Шум поезда и наполнявшая взгляд мягкая зыбь полей погрузила Фердинана в мечтательность, от которой в нем стали проклевываться прямо-таки поэтические образы. Прежде всего он представил себе, как Люсьена играет на фисгармонии в церкви, где когда-то состоялось его первое причастие, и эта параллель его умилила. Прихожане Клакбю, под негромкий говор заполняя церковь, узнавали дочь Фердинана Одуэна, одного из них, но преуспевшего и жизни; при этом хорошего республиканца, но умеющего быть справедливым; настоящего республиканца, настоящего патриота, всегда готового дать отпор, когда речь идет о чести страны. Он слышал, как, перекрывая говор прихожан, нарастает, звучит нее более и более горделиво дыхание литургической музыки. Он слышал его, хотя и не был на мессе, так как это не его дело ходить на мессу; для этого он был слишком хорошим ветеринаром, слишком хорошим республиканцем и слишком хорошим патриотом, но том не менее он посылал свою дочь на мессу, посылал ее играть на фисгармонии, потому что наступило ответственное время. Фисгармония выводила протяжную мелодию: кюре пел мессу Родины. Ветеринар чувствовал, как сердце его наполняется. В дверях вагона скапливались войска, облаченные в великолепные мундиры: с их стороны ему нечего было опасаться. Ветер знамен ласкал его алое лицо. Вскочив на зеленую кобылу, которая покусывала черного коня генерала, он проскакал галопом перед войсками. А в церкви верующие встали со скамей и под руководством Люсьены возносили к сводам протяжный крик любви к генералу Буланже и к Родине; Малоре в непередаваемом порыве овладел мэрией, а Фредерик, знаменитый, увешанный наградами, с тройной золотой цепью на груди, ездил в первом классе с бесплатным государственным билетом по всей железнодорожной сети Франции.

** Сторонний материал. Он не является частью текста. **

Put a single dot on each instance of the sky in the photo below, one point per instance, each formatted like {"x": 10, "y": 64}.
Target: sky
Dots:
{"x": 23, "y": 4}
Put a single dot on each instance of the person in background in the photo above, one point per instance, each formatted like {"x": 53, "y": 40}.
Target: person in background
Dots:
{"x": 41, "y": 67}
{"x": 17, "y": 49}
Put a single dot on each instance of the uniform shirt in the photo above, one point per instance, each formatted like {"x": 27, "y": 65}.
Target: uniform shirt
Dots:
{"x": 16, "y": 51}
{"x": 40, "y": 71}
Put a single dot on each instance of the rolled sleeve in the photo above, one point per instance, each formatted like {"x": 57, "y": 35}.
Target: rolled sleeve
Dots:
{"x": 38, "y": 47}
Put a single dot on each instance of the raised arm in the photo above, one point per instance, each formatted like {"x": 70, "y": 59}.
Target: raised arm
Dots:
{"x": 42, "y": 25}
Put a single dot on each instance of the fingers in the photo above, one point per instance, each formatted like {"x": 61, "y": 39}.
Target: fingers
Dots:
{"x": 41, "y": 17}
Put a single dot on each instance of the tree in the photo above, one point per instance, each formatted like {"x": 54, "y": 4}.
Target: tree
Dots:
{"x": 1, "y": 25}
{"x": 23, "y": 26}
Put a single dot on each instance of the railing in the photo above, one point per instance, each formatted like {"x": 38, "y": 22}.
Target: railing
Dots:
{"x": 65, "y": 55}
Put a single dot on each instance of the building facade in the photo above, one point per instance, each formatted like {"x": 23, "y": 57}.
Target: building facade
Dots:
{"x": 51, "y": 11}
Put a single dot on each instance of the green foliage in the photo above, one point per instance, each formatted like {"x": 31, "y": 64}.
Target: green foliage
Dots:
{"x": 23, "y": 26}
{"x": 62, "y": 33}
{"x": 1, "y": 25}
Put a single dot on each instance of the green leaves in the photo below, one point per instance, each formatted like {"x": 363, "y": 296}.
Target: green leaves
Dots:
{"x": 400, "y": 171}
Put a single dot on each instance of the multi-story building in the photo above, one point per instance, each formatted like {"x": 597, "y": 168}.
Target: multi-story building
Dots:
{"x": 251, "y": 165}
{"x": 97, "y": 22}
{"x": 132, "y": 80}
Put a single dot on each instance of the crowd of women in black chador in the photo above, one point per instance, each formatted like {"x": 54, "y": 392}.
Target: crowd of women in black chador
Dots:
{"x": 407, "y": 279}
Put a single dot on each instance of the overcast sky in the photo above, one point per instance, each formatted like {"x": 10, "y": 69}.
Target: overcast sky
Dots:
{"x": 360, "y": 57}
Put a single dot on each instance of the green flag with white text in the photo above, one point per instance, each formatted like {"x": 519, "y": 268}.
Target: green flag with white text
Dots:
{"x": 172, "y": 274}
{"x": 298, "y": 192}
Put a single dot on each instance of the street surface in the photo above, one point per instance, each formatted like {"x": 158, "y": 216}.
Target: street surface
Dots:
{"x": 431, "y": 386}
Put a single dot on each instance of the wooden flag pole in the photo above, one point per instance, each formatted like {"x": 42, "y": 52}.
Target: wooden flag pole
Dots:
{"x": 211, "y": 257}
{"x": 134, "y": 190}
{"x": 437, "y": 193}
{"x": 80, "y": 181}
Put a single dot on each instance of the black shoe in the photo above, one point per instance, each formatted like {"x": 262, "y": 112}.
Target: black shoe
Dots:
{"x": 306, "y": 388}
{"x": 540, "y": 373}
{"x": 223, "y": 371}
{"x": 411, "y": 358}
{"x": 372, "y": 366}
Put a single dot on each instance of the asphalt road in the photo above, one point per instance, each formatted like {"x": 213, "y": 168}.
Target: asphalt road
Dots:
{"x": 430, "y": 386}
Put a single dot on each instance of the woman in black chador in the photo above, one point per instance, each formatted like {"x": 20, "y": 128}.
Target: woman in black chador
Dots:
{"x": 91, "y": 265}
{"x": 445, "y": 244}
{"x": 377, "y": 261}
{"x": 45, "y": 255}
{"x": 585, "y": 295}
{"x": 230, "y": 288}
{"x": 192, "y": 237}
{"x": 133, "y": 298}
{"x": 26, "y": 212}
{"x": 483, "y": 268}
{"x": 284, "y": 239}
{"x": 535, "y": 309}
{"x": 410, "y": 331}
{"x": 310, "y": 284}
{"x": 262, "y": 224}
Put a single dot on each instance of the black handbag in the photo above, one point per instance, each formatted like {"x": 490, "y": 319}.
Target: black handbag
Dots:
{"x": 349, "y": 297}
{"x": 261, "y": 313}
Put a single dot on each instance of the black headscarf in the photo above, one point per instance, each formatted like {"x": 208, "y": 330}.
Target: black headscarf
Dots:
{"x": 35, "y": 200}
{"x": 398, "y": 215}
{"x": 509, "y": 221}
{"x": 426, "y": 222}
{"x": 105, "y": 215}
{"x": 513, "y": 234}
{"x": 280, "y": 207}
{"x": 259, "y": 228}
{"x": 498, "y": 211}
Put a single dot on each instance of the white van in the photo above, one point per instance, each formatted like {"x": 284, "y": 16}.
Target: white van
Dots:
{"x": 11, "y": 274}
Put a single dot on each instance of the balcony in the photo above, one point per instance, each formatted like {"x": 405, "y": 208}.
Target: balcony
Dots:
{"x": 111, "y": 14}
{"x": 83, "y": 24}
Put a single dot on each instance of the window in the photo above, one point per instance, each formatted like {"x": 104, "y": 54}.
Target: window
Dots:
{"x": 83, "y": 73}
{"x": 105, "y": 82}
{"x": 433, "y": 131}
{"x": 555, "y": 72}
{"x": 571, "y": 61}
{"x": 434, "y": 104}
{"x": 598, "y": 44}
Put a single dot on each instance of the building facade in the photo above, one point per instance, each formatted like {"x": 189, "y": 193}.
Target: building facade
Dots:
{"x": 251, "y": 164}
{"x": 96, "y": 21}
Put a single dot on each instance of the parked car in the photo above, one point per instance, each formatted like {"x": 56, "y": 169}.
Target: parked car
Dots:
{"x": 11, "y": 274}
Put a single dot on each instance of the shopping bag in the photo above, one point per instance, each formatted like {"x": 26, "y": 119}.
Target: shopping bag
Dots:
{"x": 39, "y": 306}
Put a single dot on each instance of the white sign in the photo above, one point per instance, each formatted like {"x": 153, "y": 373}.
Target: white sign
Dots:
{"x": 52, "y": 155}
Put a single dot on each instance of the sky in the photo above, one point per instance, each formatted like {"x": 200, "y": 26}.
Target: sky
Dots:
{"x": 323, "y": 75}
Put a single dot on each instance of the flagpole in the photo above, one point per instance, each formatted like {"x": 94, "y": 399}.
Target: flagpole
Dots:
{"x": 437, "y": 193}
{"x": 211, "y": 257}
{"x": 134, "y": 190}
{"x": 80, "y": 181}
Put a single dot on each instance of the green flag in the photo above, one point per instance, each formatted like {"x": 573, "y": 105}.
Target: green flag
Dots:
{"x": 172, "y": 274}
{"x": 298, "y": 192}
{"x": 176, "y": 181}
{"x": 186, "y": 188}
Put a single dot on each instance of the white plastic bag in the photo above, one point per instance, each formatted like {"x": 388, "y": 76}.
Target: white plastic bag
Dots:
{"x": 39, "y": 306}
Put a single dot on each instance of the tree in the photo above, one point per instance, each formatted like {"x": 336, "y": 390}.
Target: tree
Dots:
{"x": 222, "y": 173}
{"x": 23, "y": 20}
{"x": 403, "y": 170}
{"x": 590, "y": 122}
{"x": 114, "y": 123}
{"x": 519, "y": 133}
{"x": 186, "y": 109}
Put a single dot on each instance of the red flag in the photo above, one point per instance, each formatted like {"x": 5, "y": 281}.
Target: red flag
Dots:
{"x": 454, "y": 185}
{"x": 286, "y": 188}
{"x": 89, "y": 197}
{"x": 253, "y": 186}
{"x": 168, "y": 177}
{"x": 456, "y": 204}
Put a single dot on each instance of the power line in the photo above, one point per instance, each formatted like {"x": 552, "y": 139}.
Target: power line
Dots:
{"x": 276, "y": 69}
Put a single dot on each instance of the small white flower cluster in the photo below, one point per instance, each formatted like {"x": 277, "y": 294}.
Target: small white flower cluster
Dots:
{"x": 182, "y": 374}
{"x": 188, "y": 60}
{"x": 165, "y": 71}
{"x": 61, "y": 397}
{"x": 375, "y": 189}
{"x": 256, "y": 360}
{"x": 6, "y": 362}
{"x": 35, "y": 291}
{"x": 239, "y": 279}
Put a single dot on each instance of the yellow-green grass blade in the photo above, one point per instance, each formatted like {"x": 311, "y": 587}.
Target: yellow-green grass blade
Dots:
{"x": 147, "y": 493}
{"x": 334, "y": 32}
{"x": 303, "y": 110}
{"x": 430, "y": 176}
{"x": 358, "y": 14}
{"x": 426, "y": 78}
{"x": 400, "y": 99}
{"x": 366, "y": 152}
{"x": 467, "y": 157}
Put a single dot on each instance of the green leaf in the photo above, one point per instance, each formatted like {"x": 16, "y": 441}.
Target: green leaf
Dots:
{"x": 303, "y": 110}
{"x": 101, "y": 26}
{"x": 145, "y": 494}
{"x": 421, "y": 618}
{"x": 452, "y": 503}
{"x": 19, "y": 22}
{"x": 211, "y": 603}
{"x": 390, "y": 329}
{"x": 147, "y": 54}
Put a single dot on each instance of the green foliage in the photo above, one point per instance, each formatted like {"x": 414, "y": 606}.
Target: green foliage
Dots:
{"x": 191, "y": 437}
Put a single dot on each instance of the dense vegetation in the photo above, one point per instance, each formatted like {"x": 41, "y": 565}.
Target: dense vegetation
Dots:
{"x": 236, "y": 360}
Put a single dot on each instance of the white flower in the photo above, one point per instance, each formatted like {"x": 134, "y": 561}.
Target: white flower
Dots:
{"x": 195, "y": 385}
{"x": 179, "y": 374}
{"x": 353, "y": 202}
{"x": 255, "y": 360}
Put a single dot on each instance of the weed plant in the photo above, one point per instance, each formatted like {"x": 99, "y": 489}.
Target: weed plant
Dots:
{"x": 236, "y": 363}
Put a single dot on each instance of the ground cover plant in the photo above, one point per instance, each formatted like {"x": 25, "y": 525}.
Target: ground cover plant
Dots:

От голоса отца дети вздрогнули. Антуан с переполненным нежностью сердцем созерцал ласковые глаза Жасмен, такие ласковые, что на клеенчатых сиденьях от них расцвел чудесный сад, такие ласковые, что жизнь вокруг стала простой и шелковистой, насколько хватало глаз. Он уходил с Жасмен из вагона, уходил с глазами Жасмен, прижав их к своей душе. Чтобы вернуть ей ее улыбку, он выпрыгивал из вагона и парил над лугами. Услышав, как уксусный голос отца входит в его Жасмен, Антуан бросил на ветеринара негодующий взгляд и в который уж раз отметил, насколько же у него гнусное, лошадиное, прагматическое, упрямое, неискреннее, злое, порочное жестокое, глупое, самодовольное, желчное лицо. «К счастью, я не похож на него; я, конечно, не красавец, но на него я не похож; Жасмен мне улыбнулась». Фредерик, грезивший об университетских дипломах и шляпах-котелках, повернул голову в сторону отца, который повторил еще раз:
— Так да или нет: сумела бы ты играть на фисгармонии?
— Не знаю, я ведь никогда не пробовала, — ответила Люсьена тоненьким голоском, который потерялся в шуме поезда.
Госпожа Одуэн пришла дочери на помощь:
— Не может же она так сразу взять и сесть за фисгармонию, нужно сначала попривыкнуть.
Фердинан сделал нетерпеливый жест. Он не хотел расставаться с идеей фисгармонии.
— Возьмет несколько уроков. А даже если где и сфальшивит, то все равно никто ничего не заметит.
Элен возразила, что девочке в Клакбю будет скучно. Фердинан ответил, что разумный ребенок не может скучать там, где погребены его предки.
— Правильно, Люсьена?
— Да, папа… Я буду носить цветы на могилу наших дорогих усопших.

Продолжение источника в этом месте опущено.